DocketNumber: 78-244
Citation Numbers: 394 N.E.2d 67, 75 Ill. App. 3d 331
Judges: Stengel
Filed Date: 8/23/1979
Status: Precedential
Modified Date: 10/19/2024
Illinois Appellate Court Third District.
Robert Agostinelli, of State Appellate Defender's Office, of Ottawa, for appellant.
*332 Michael M. Mihm, State's Attorney, of Peoria (John X. Breslin, of State's Attorneys Appellate Service Commission, of counsel), for the People.
Judgment affirmed.
Mr. JUSTICE STENGEL delivered the opinion of the court:
Following a jury trial in the Circuit Court of Peoria County, defendant was convicted of burglary and sentenced to seven years in prison.
The evidence presented at trial was sufficient to prove beyond a reasonable doubt that on September 27, 1977, defendant entered the Sigma Nu fraternity house in Peoria with the intent to commit a theft therein. On March 15, 1978, a sentencing hearing was held, at which the court explained to defendant that he could, under section 8-2-4(b) of the Unified Code of Corrections (Ill. Rev. Stat. 1977, ch. 38, par. 1008-2-4(b)), elect to be sentenced under either the sentencing law in effect at the time the burglary was committed or the new sentencing law which had become effective on February 1, 1978. The court explained to defendant the potential prison terms, fine, and parole term he could receive under the old law and the potential prison terms available under the new law. The court did not specifically inform defendant of the mandatory supervised release term to which he would be subject under the new sentencing law. Defendant said he had discussed the differences between the two laws with his counsel, that he understood the differences, and that he wished to be sentenced under the new law.
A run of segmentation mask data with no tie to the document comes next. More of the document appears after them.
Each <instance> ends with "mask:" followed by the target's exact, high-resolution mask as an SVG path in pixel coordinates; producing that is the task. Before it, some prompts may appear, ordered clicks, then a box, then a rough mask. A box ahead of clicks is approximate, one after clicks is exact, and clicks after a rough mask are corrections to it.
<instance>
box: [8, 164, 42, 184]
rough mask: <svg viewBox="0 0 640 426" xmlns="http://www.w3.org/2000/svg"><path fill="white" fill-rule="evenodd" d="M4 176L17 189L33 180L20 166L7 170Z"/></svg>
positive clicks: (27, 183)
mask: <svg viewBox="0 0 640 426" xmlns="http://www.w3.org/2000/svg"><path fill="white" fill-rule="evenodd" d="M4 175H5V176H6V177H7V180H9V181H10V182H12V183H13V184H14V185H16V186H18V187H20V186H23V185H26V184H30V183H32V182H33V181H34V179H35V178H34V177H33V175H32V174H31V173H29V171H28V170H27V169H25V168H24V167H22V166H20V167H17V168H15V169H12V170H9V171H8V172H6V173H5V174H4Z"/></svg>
On appeal defendant contends he was denied his constitutional rights to due process and equal protection by the trial court's failure to inform him of the specific sentences it would impose under each law and the court's failure to advise him of the mandatory supervised release term applicable under the new sentencing law. The contention is meritless.
1 In People v. Peoples (1979), 71 Ill. App.3d 842, 390 N.E.2d 554, we held that a defendant has no constitutional right to elect between the old and new sentencing laws and that a trial court is neither constitutionally nor statutorily required to advise a defendant of the specific sentences it would impose under the alternative sentencing laws. (See also People v. Wilfong (1979), 72 Ill. App.3d 268, 390 N.E.2d 934; People v. Hunt (1979), 73 Ill. App.3d 1034, 392 N.E.2d 793.) Peoples is dispositive of defendant's constitutional claims in this case and no further discussion of them is required.
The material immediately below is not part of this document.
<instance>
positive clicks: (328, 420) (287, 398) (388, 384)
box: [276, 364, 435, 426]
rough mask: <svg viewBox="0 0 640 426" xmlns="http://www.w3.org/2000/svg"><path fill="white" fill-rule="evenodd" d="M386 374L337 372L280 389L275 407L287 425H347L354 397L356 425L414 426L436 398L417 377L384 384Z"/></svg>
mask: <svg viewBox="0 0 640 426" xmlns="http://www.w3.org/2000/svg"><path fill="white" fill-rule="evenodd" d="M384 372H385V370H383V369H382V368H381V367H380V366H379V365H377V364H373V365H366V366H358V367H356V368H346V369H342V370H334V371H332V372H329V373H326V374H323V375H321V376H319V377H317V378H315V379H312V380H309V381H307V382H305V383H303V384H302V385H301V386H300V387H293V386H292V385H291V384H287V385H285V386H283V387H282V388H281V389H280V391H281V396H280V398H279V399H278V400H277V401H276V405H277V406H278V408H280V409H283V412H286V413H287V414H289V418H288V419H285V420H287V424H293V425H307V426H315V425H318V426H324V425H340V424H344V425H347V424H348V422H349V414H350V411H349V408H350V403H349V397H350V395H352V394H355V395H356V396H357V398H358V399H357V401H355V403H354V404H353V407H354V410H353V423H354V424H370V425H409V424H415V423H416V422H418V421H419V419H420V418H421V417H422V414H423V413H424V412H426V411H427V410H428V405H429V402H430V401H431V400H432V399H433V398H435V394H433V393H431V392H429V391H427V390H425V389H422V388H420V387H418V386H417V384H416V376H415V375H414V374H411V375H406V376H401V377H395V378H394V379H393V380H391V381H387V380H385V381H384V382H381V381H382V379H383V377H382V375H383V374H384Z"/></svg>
However, in the case at bar, we must also consider whether a trial court is statutorily required under section 8-2-4(b), to advise a defendant, at the time of his election, of the mandatory supervised release term applicable under the new sentencing law. In Peoples, we did not reach the question of whether the trial court is statutorily required to explain to a defendant the differences between the sentencing laws, for *333 we concluded that the court in that case had fully informed the defendant of the differences in and the consequences which would follow from an election under either law. The Fourth District Appellate Court did consider the issue, however, and ruled unequivocally:
"* * * there is no requirement statutory, decisional, or by rule that the election be knowing and intelligent, nor that such election constitutes a waiver of a constitutional right, nor that the sentencing judge must explain the variances between the alternative acts, nor that the trial court admonish him as to what will or might be his best or most advantageous choice, nor that the trial judge must tell him in advance of election what the sentence will be under each act." People v. Dozier (1979), 67 Ill. App.3d 611, 385 N.E.2d 155, 158. Accord, People v. Crutcher (1979), 72 Ill. App.3d 239, 390 N.E.2d 571.
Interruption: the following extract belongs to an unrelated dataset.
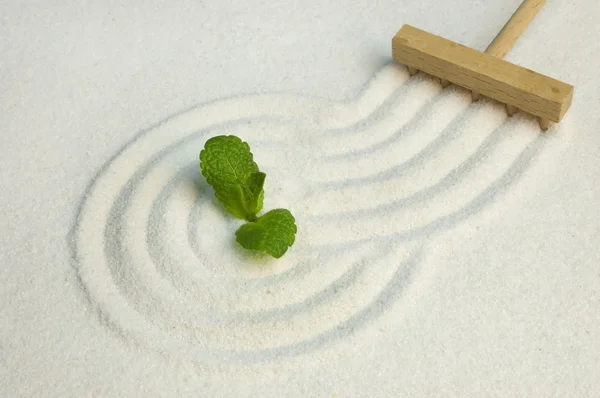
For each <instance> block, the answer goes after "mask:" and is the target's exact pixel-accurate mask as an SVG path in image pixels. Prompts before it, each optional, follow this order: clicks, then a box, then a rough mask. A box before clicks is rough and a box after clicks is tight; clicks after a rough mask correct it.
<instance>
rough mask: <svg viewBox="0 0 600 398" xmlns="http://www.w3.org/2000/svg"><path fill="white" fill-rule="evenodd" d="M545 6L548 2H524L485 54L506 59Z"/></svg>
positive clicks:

2 We believe the decision in Dozier is correct. Although it may be advisable for a trial court to inform a defendant of the differences between the alternative sentencing laws (Peoples), nothing in section 8-2-4(b) requires a court to do so. The primary obligation for advising a defendant of the differences between the laws rests with defendant's trial counsel. (Peoples.) In the case at bar, defendant said he had discussed the alternative laws with his counsel and that he understood the differences between them. He personally advised the court that he wished to be sentenced under the new law. Defendant does not contend that he was inadequately counseled by his attorney, nor is there anything in the record to indicate he misunderstood the consequences of his decision to be sentenced under the new law. (See People v. Menke (1979), 74 Ill. App.3d 220, 390 N.E.2d 441; People v. Crutcher (1979), 72 Ill. App.3d 239, 390 N.E.2d 571.) We find no error in the trial court's failure to advise defendant of the mandatory supervised release provisions of the new sentencing act.
For the foregoing reasons, the judgment of the Circuit Court of Peoria County is affirmed.
Affirmed.
STOUDER, P.J., and BARRY, J., concur.